A breakfast consisting of French toast with syrup, or even just a glass of juice, causes blood sugar to rise quickly. The body responds by producing insulin and other hormones that drive sugar down to too-low levels, causing the release of stress hormones. The result? By mid-morning, you and your child are hypoglycaemic, irritable, and stressed. This result can worsen ADHD symptoms or make some children who don’t have ADHD act like they have the condition. Having a simple-carb, low-protein lunch will cause the same symptoms in the afternoon.
Instead, try breakfasts and lunches high in protein, complex carbs, and fibre — such as oatmeal and a glass of milk or peanut butter on a piece of whole-grain bread. The sugars from these carbohydrates get digested more slowly because when protein, fibre, and fat get digested together, the result is a more gradual and sustained blood sugar release. The result? A child can concentrate and behave better at school, and an adult can make it through that long morning meeting.

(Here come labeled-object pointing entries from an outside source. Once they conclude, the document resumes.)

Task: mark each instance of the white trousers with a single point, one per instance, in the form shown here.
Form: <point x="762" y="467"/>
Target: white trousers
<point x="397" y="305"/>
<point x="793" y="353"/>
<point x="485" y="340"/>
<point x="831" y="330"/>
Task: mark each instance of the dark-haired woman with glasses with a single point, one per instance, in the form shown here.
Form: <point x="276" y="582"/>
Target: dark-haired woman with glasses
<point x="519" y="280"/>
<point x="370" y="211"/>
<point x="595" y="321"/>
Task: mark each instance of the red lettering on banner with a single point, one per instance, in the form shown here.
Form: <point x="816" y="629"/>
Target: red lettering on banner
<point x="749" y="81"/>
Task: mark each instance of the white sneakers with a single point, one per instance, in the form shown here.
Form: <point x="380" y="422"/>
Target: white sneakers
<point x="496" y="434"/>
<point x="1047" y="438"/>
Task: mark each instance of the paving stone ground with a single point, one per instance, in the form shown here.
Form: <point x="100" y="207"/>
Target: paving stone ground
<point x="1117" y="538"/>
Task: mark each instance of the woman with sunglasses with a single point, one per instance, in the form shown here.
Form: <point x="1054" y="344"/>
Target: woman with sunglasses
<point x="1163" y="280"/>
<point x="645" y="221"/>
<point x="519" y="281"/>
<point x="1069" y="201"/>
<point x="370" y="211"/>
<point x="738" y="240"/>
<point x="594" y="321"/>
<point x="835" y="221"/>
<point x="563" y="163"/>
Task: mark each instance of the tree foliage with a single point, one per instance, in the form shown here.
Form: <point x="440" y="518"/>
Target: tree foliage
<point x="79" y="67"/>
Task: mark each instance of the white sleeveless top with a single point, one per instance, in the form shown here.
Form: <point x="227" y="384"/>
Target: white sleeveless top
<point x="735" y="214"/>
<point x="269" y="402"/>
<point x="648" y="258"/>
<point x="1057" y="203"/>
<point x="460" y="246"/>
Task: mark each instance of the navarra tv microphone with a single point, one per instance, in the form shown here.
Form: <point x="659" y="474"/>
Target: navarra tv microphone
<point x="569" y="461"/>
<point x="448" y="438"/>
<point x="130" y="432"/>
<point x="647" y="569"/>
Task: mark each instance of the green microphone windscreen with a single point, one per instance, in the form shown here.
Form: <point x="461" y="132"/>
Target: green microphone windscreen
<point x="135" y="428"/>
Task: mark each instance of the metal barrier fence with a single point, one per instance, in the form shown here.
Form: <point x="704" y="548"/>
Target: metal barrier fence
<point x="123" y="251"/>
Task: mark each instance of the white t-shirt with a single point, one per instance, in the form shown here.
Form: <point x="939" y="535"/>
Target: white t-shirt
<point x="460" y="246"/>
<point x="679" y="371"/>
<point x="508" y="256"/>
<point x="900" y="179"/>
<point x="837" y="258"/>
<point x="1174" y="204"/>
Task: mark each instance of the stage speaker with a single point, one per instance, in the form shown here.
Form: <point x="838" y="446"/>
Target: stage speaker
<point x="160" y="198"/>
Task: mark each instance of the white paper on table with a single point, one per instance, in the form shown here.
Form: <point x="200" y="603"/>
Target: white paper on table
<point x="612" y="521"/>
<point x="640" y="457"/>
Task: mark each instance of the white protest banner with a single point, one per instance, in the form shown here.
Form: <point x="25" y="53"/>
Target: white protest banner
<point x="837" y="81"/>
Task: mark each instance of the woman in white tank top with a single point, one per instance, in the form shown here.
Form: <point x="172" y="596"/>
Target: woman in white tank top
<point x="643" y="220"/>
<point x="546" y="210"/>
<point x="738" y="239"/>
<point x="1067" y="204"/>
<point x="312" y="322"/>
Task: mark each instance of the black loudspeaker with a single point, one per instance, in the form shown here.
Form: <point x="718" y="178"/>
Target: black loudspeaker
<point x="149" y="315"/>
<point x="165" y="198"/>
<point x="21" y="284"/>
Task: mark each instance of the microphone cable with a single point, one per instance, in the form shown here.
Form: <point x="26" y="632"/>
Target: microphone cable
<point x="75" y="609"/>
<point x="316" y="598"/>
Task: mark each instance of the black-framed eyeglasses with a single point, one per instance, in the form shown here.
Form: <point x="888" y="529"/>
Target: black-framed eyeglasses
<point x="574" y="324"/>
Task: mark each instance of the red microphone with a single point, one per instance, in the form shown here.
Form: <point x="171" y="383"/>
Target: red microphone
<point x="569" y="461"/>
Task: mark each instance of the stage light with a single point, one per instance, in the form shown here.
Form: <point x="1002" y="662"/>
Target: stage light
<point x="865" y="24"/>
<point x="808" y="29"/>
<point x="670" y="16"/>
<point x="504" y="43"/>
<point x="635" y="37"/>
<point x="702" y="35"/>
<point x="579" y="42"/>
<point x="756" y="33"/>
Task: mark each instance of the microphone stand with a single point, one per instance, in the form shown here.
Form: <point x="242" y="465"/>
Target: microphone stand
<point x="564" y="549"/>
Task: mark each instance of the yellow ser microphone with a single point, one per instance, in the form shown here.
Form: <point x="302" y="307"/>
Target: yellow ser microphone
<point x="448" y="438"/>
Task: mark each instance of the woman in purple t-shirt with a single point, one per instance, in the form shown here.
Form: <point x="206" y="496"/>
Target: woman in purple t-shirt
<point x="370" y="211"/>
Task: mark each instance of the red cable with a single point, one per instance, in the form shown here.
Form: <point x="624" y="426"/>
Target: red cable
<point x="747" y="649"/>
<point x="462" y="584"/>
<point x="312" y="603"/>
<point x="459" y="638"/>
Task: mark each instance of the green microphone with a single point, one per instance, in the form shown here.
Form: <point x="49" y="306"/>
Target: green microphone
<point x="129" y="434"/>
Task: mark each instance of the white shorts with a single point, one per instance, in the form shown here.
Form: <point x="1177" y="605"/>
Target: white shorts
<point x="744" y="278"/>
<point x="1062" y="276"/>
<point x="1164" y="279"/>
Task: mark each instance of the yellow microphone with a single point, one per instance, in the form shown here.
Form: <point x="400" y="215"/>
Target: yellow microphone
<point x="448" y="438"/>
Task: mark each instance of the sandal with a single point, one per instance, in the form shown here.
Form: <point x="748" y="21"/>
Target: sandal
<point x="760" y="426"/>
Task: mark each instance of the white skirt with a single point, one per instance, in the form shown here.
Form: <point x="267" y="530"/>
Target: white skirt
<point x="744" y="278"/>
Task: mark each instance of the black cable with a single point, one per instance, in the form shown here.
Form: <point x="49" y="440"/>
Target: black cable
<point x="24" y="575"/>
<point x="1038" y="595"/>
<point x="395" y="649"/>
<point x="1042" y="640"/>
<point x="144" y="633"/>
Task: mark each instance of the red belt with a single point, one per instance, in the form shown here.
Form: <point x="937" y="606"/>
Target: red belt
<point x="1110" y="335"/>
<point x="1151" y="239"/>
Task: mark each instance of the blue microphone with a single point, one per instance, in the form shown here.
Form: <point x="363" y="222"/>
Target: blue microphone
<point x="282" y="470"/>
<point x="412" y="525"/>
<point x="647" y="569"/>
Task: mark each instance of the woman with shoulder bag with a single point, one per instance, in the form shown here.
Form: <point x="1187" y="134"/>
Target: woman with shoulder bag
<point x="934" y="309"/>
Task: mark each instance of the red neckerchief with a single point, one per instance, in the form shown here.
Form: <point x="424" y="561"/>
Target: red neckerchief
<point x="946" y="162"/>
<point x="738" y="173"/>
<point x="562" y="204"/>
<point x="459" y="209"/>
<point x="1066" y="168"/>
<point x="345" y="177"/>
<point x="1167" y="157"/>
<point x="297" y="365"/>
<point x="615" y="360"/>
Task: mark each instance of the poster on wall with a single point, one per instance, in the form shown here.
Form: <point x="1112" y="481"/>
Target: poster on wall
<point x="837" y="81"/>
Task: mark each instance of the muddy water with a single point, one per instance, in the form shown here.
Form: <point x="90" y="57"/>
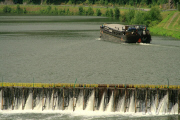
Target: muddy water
<point x="62" y="49"/>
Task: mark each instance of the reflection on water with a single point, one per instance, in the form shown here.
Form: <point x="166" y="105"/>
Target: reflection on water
<point x="52" y="50"/>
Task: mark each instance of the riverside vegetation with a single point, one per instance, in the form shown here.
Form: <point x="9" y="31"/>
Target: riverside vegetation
<point x="161" y="23"/>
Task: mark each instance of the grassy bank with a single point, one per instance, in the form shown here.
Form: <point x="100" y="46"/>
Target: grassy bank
<point x="54" y="10"/>
<point x="165" y="23"/>
<point x="169" y="26"/>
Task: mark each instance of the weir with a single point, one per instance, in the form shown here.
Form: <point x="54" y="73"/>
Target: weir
<point x="91" y="97"/>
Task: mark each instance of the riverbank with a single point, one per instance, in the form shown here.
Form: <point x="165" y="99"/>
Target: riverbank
<point x="169" y="26"/>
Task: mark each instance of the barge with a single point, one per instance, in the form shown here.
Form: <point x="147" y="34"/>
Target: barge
<point x="125" y="33"/>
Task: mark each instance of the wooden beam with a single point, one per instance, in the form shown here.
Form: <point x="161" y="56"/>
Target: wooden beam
<point x="43" y="99"/>
<point x="125" y="102"/>
<point x="63" y="100"/>
<point x="53" y="107"/>
<point x="32" y="98"/>
<point x="83" y="98"/>
<point x="179" y="102"/>
<point x="12" y="98"/>
<point x="22" y="98"/>
<point x="94" y="90"/>
<point x="135" y="92"/>
<point x="146" y="101"/>
<point x="168" y="100"/>
<point x="114" y="105"/>
<point x="73" y="99"/>
<point x="157" y="102"/>
<point x="2" y="92"/>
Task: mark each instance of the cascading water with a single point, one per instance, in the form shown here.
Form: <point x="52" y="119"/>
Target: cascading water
<point x="28" y="105"/>
<point x="47" y="103"/>
<point x="90" y="102"/>
<point x="101" y="108"/>
<point x="110" y="104"/>
<point x="131" y="105"/>
<point x="0" y="98"/>
<point x="79" y="105"/>
<point x="121" y="104"/>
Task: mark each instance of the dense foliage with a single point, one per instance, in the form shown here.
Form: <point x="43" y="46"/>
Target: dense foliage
<point x="149" y="18"/>
<point x="103" y="2"/>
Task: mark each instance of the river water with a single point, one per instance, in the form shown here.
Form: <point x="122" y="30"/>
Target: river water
<point x="61" y="49"/>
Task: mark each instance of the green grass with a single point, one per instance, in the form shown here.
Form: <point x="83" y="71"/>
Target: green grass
<point x="166" y="28"/>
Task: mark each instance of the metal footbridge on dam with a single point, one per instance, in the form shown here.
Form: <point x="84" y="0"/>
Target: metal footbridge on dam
<point x="94" y="97"/>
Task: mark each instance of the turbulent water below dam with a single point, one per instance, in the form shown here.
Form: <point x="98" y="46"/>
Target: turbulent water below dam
<point x="61" y="49"/>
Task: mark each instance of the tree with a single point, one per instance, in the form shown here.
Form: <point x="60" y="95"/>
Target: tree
<point x="90" y="11"/>
<point x="81" y="11"/>
<point x="98" y="12"/>
<point x="117" y="13"/>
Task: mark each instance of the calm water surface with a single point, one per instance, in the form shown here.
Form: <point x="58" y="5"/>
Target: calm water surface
<point x="61" y="49"/>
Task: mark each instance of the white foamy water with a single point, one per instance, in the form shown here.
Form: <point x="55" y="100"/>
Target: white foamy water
<point x="90" y="102"/>
<point x="101" y="108"/>
<point x="110" y="104"/>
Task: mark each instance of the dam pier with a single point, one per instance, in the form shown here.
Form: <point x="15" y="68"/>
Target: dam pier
<point x="94" y="97"/>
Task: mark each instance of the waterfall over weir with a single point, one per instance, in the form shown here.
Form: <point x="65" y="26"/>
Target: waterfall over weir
<point x="153" y="101"/>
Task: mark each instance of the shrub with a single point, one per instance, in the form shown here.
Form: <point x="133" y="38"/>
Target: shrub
<point x="117" y="13"/>
<point x="48" y="9"/>
<point x="18" y="9"/>
<point x="111" y="13"/>
<point x="55" y="11"/>
<point x="129" y="16"/>
<point x="155" y="14"/>
<point x="6" y="9"/>
<point x="107" y="13"/>
<point x="81" y="11"/>
<point x="24" y="11"/>
<point x="98" y="12"/>
<point x="138" y="18"/>
<point x="90" y="11"/>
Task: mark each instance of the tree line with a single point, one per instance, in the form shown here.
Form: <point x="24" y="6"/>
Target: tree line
<point x="102" y="2"/>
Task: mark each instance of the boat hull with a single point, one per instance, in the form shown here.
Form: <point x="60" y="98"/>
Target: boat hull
<point x="124" y="36"/>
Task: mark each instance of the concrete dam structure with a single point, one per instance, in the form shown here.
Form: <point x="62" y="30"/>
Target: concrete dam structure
<point x="155" y="99"/>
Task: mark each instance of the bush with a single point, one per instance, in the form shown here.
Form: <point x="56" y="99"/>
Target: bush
<point x="98" y="12"/>
<point x="18" y="9"/>
<point x="55" y="11"/>
<point x="6" y="9"/>
<point x="117" y="13"/>
<point x="111" y="13"/>
<point x="48" y="9"/>
<point x="81" y="11"/>
<point x="24" y="11"/>
<point x="155" y="14"/>
<point x="129" y="16"/>
<point x="107" y="13"/>
<point x="90" y="11"/>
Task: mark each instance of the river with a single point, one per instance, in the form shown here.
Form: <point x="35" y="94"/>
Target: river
<point x="61" y="49"/>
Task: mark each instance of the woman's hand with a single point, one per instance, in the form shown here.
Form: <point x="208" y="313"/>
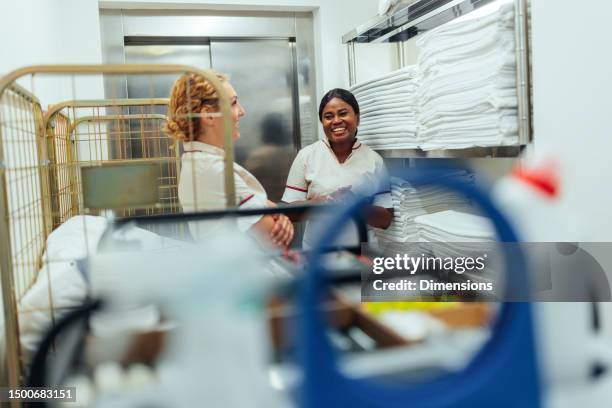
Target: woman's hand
<point x="282" y="231"/>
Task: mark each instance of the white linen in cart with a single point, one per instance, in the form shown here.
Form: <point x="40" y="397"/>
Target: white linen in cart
<point x="467" y="83"/>
<point x="62" y="286"/>
<point x="388" y="110"/>
<point x="410" y="202"/>
<point x="450" y="225"/>
<point x="202" y="188"/>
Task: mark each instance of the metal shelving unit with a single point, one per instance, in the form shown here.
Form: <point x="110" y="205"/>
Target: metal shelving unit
<point x="424" y="15"/>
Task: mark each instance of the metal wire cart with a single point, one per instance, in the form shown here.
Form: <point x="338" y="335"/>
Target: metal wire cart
<point x="51" y="170"/>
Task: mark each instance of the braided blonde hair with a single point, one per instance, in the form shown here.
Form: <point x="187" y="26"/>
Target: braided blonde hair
<point x="191" y="94"/>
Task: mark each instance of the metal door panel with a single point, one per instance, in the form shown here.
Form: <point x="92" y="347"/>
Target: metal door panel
<point x="262" y="72"/>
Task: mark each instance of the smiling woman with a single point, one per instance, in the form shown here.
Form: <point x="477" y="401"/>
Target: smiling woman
<point x="194" y="119"/>
<point x="335" y="168"/>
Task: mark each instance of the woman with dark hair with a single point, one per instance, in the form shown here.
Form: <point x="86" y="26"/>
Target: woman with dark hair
<point x="339" y="165"/>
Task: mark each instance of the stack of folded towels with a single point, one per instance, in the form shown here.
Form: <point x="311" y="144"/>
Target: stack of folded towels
<point x="467" y="83"/>
<point x="388" y="110"/>
<point x="454" y="226"/>
<point x="410" y="202"/>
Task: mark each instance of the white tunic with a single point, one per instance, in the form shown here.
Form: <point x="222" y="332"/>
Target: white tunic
<point x="202" y="187"/>
<point x="316" y="172"/>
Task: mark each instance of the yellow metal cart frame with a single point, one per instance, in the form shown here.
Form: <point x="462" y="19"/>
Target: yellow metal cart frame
<point x="30" y="185"/>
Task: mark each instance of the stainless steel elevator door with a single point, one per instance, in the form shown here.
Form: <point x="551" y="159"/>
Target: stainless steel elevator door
<point x="262" y="74"/>
<point x="142" y="86"/>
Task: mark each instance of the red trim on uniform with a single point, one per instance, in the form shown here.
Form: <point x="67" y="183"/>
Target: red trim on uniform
<point x="297" y="189"/>
<point x="246" y="199"/>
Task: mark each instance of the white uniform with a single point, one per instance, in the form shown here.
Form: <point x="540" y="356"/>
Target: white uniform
<point x="316" y="172"/>
<point x="202" y="188"/>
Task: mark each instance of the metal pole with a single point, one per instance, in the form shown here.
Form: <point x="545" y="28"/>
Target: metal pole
<point x="350" y="46"/>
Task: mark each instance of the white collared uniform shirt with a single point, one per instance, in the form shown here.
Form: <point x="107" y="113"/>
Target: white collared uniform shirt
<point x="202" y="188"/>
<point x="316" y="172"/>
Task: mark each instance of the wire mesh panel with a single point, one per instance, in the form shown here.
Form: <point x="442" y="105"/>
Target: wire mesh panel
<point x="23" y="226"/>
<point x="106" y="132"/>
<point x="44" y="161"/>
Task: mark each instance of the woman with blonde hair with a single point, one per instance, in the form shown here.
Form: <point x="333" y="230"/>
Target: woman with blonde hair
<point x="194" y="118"/>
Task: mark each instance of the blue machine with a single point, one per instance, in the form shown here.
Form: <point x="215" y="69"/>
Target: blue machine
<point x="504" y="373"/>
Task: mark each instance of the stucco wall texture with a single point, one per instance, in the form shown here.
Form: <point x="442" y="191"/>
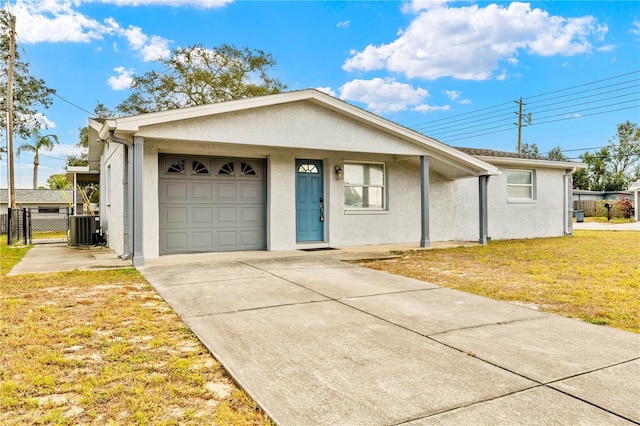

In addition, foods rich in protein, such as lean beef, pork, poultry, fish, eggs, beans, nuts, soy, and low-fat dairy products, will help the body produce brain-awakening neurotransmitters - the chemicals released by brain cells to communicate with each other.
Combining protein with complex carbs that are high in fibre and low in sugar will help you or your child manage ADHD symptoms better during the day, irrespective of whether ADHD medication is taken or not.